[Spellyans] eCornish practise

Nicholas Williams njawilliams at gmail.com
Sun Jan 24 20:30:19 GMT 2016


I would explain matters as follows:

Old Cornish -d- is assibiliated to -dz-; 
This either simplifies to z (written s) or is palatalised to dzh (the sound of English j).
Thus in Middle Cornish one finds both wose, wosa ‘after’ and woge; or gallosek and gallogek.
Such variants forms are dialectal and co-exist.
Late Cornish often has g, j where Middle Cornish has s. This does not mean that -s- has become j, but
rather that LC exhibits the j-form where the s-form is commoner in MC.
It should be noted however that only the reflex of OC -d- can exhibit -j- in Late Cornish.
So lagagow ‘eyes’, the LC plural of lagas < OC lagat is fine.
But words ending in -es like arlodhes, myternes, pehadùres, etc. never contained d. The 
final s is the reflex of OC s, and MC s from the Latin feminine suffix -issa.
It is therefore probably not authentic to spell the plural of such words with *-ejow.
The Late Cornish words maternas ‘queen’ (Ma tha vee treall en cort an Vaternes Bilbao MS), arlodhas (’Ma lever bean rebbam dro tho an
Arlothas Curnow NBoson) and LC *lenes ‘nun’ (not attested in LC but occurs in OC as laines ‘nun’) in my
view should have a plural in -esow rather than -ejow, because the suffix -es in all three derives 
from original s not s < d. 

It is also to be noted that LC often shows -s- in words that had -d- in OC.
The long forms of bos are a case in point.  One does find -j- forms in Middle Cornish,
e.g.

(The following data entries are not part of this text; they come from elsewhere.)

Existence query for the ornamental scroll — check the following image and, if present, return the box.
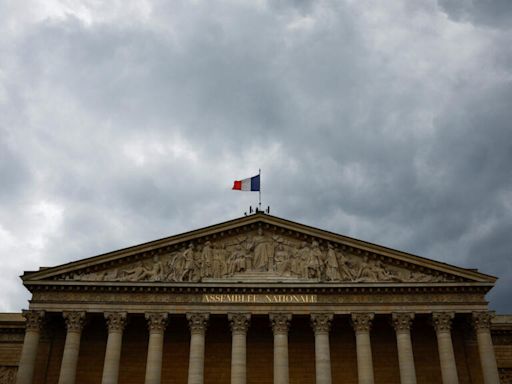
[64,228,456,283]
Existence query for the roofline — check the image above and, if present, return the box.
[21,212,497,283]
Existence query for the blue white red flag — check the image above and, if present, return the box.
[233,175,260,192]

Eth egas ow kowsal da ‘You speak well’ BK 626.
Generally speaking however Late Cornish prefers the -s- in the long forms of bos  and these are often rhotacised.
Such rhotacism (i.e. r < s) is attested earlier than LC, in later Middle Cornish in fact:
rag neg eran cregy nanyle regardia gerryow Dew ‘for we do not believe nor regard the words of God’ SA 59.
This example is from ca 1560, i.e. well within the Middle Cornish period. 

Generally speaking it is fair to say that -j- in Late Cornish and in toponyms derives from OC -d-.
Where -s- in Middle Cornish is -s- in Old Cornish, it should probably be -s- in Late Cornish also.
The Late Cornish for ‘nuns’ in my view should therefore be written lenesow.